Plasma coagulation, the formation of a platelet plug, and fibrinolysis constitute the three major components of blood clot formation and dissolution. Heparin’s therapeutic effects derive primarily from the effects on plasma coagulation, but heparin also effects the other two components. Heparin-induced activation of fibrinolysis has been identified in primate studies (Gravlee, Davis, & Utley, 1993). It is speculated that release of tissue plasminogen activator may cause this effect, the clinical significance of which is uncertain. Heparin also has numerous effects on platelets which may occur acutely, and would therefore be applicable in patients undergoing CPB. Heparin-induced thrombocytopenia has been associated with long-term heparin therapy and CPB. The profound levels of anticoagulation necessary for CPB can lead to increased surgical bleeding. Blood salvage techniques (cardiotomy suction, and autotransfusion), can render this less significant.

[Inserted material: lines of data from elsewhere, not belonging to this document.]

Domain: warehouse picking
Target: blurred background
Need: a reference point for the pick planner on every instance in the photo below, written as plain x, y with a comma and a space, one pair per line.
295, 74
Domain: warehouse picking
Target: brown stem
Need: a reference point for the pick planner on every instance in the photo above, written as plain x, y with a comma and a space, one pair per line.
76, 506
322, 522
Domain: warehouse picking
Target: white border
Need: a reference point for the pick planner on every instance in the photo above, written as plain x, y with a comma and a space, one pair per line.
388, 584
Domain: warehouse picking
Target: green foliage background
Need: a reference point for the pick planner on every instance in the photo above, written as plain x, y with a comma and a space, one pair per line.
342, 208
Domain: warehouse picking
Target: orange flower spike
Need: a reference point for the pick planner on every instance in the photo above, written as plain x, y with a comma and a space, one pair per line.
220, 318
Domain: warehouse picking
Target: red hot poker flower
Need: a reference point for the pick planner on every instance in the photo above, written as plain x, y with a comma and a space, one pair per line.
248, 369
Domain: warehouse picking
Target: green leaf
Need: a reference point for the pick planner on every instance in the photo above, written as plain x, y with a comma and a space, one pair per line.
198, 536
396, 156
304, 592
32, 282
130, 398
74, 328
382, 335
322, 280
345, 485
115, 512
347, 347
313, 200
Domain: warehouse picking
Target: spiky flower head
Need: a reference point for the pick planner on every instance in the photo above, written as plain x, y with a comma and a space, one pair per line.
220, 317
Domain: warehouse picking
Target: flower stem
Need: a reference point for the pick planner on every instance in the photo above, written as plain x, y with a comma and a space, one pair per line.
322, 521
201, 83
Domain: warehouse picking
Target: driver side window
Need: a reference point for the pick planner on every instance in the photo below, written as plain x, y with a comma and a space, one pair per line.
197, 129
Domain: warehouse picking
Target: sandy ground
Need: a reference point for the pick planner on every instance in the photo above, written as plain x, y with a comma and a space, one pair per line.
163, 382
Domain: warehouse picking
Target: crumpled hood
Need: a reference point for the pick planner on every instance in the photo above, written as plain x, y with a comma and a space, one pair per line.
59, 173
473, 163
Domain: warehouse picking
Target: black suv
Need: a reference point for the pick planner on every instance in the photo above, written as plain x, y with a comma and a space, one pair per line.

Excessive postoperative bleeding from non-neutralized heparin or from heparin rebound can occur after CPB. This condition is usually corrected with additional administration of protamine sulfate (Gravlee, Davis, & Utley, 1993).
Heparin can induce a variety of metabolic and immunologic effects; possibly contributing to the array of abnormalities known to occur in those systems during CPB. Rare acute reactions attributed to heparin include anaphylaxis, pulmonary edema, and disseminated intravascular coagulation (Gravlee, Davis, & Utley, 1993). Some of these reactions have been traced to the preservatives chlorocresol and chlorbutol. Interactions with antibiotics have also been reported (notably with gentamicin and erythromycin), although these appear unlikely to have clinical significance (Gravlee, Davis, & Utley, 1993).